1 an en Espagne, abandonnez l'asile et ne pas avoir d'histoire ou d'expulsion

1 an en Espagne, abandonnez l'asile et ne pas avoir d'histoire ou d'expulsion

Les personnes qui répondent à ces exigences accéderont à une autorisation temporaire d'une année de résidence et de travail

Madrid, 22 mai. (Press Europa) –

Le PSOE propose que les migrants qui accèdent à une régularisation extraordinaire transportent en Espagne au moins un an, et non en tant que candidats à l'asile ou ne vous en retirent pas, n'ont pas de casier judiciaire ou d'ordre de rendement actif ou de supposer un risque de sécurité nationale. En cas de satisfaction de ces exigences, le candidat obtiendrait une résidence et un permis de travail sans avoir besoin de soumettre un contrat antérieur.

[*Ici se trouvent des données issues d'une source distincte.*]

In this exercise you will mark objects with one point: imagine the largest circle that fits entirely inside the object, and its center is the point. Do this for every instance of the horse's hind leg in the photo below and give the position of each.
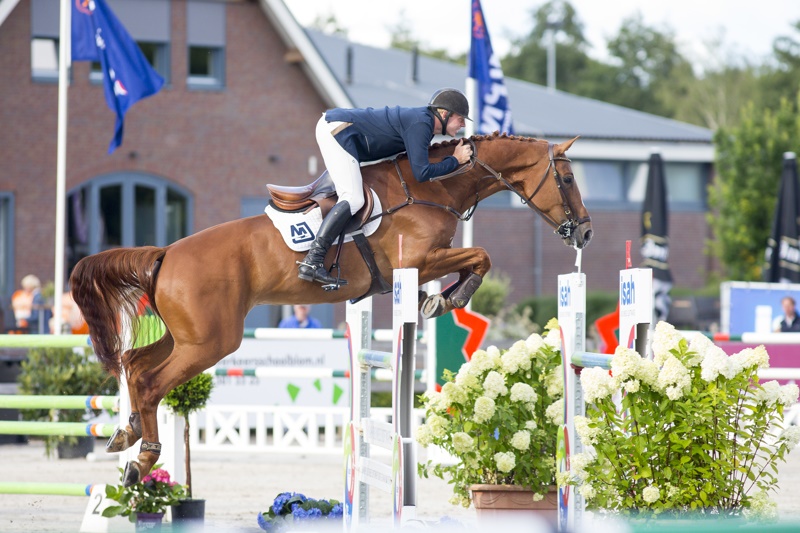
(151, 385)
(146, 357)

Résider et travailler « sur tout le territoire national »

En outre, le groupe parlementaire socialiste avait déjà présenté une proposition pour modifier l'ILP dans lequel il est établi que les migrants qui souhaitent accéder à la régularisation doivent être arrivés en Espagne avant le 31 décembre 2024 et que ce processus serait effectué à travers une « autorisation de circonstances exceptionnelles uniques » qui autoriseraient à résider et à travailler « tout au long du territoire national » aux bénéficiaires de la même chose.

À ce stade, les mêmes sources indiquent qu'il est négocié pour étendre la date limite et qu'ils peuvent accéder à la régularisation arrivée avant le 20 mai 2025, qui est la date d'entrée en vigueur du nouveau règlement étranger.

De la même manière, il fonctionne pour établir comment le séjour en Espagne serait démontré, car ce n'est qu'avec le registre que de nombreux migrants peuvent rester en dehors. Par conséquent, il est proposé que d'autres documents puissent être utilisés pour prouver la présence dans le pays, tels que des rapports sociaux ou similaires. Dans tous les cas, ces sources soulignent qu'il y a un bon siier et que des progrès sont réalisés dans la négociation.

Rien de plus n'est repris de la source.